On bad days, like today, she knew that she had always been an outsider in her own family. They had sensed the lack in her early on, seen that she didn’t fit in.
There was a pain that came with constant disapproval; a sense of having lost something unnamed, unknown. Elsa had survived it by being quiet, by not demanding or seeking attention, by accepting that she was loved, but unliked. The hurt had become so commonplace, she rarely noticed it. She knew it had nothing to do with the illness to which her rejection was usually ascribed.
But now, as she sat in the parlor, in her favorite chair, she closed the book in her lap and thought about it. The Age of Innocence had awakened something in her, reminded her keenly of the passage of time.
Tomorrow was her birthday.
Young by most accounts. An age when men drank bathtub gin and drove recklessly and listened to ragtime music and danced with women who wore headbands and fringed dresses.
For women, it was different.
Hope began to dim for a woman when she turned twenty. By twenty-two, the whispers in town and at church would have begun, the long, sad looks. By twenty-five, the die was cast. An unmarried woman was a spinster. “On the shelf,” they called her, shaking heads and tsking at her lost opportunities. Usually people wondered why, what had turned a perfectly ordinary woman from a good family into a spinster. But in Elsa’s case, everyone knew. They must think she was deaf, the way they talked about her. Poor thing. Skinny as a rake handle. Not nearly as pretty as her sisters.
Prettiness. Elsa knew that was the crux of it. She was not an attractive woman. On her best day, in her best dress, a stranger might say she was handsome, but never more. She was “too” everything—too tall, too thin, too pale, too unsure of herself.
Elsa had attended both of her sisters’ weddings. Neither had asked her to stand with them at the altar, and Elsa understood. At nearly six feet, she was taller than the grooms; she would ruin the photographs, and image was everything to the Wolcotts.
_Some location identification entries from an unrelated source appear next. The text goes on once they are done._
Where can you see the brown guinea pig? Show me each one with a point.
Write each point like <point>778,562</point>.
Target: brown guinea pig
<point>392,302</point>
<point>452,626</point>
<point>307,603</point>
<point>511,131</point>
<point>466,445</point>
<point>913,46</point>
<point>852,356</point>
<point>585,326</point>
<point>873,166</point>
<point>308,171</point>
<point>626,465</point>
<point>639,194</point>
Her parents prized it above all else.
It didn’t take a genius to look down the road of Elsa’s life and see her future. She would stay here, in her parents’ house on Rock Road, being cared for by Maria, the maid who’d managed the household forever. Someday, when Maria retired, Elsa would be left to care for her parents, and then, when they were gone, she would be alone.
And what would she have to show for her life? How would her time on this earth be marked? Who would remember her, and for what?
She closed her eyes and let a familiar, long-held dream tiptoe in: She imagined herself living somewhere else. In her own home. She could hear children’s laughter. Her children.
A life, not merely an existence. That was her dream: a world in which her life and her choices were not defined by the rheumatic fever she’d contracted at fourteen, a life where she uncovered strengths heretofore unknown, where she was judged on more than her appearance.
The front door banged open and her family came stomping into the house. They moved as they always did, in a chattering, laughing knot, her portly father in the lead, red-faced from drink, her two beautiful younger sisters, Charlotte and Suzanna, fanned out like swan wings on either side of him, her elegant mother bringing up the rear, talking to her handsome sons-in-law.
Her father stopped. “Elsa,” he said. “Why are you still up?”
“I wanted to talk to you.”
“At this hour?” her mother said. “You look flushed. Do you have a fever?”
“I haven’t had a fever in years, Mama. You know that.” Elsa got to her feet, twisted her hands together, and stared at the family.
Now, she thought. She had to do it. She couldn’t lose her nerve again.
“Papa.” At first she said it too softly to be heard, so she tried again, actually raising her voice. “Papa.”
He looked at her.
“I will be twenty-five tomorrow,” Elsa said.
Her mother appeared to be irritated by the reminder. “We know that, Elsa.”
“Yes, of course. I merely want to say that I’ve come to a decision.”
That quieted the family.
“I … There’s a college in Chicago that teaches literature and accepts women. I want to take classes—”
“Elsinore,” her father said. “What need is there for you to be educated? You were too ill to finish school as it was. It’s a ridiculous idea.”
It was difficult to stand there, seeing her failings reflected in so many eyes. Fight for yourself. Be brave.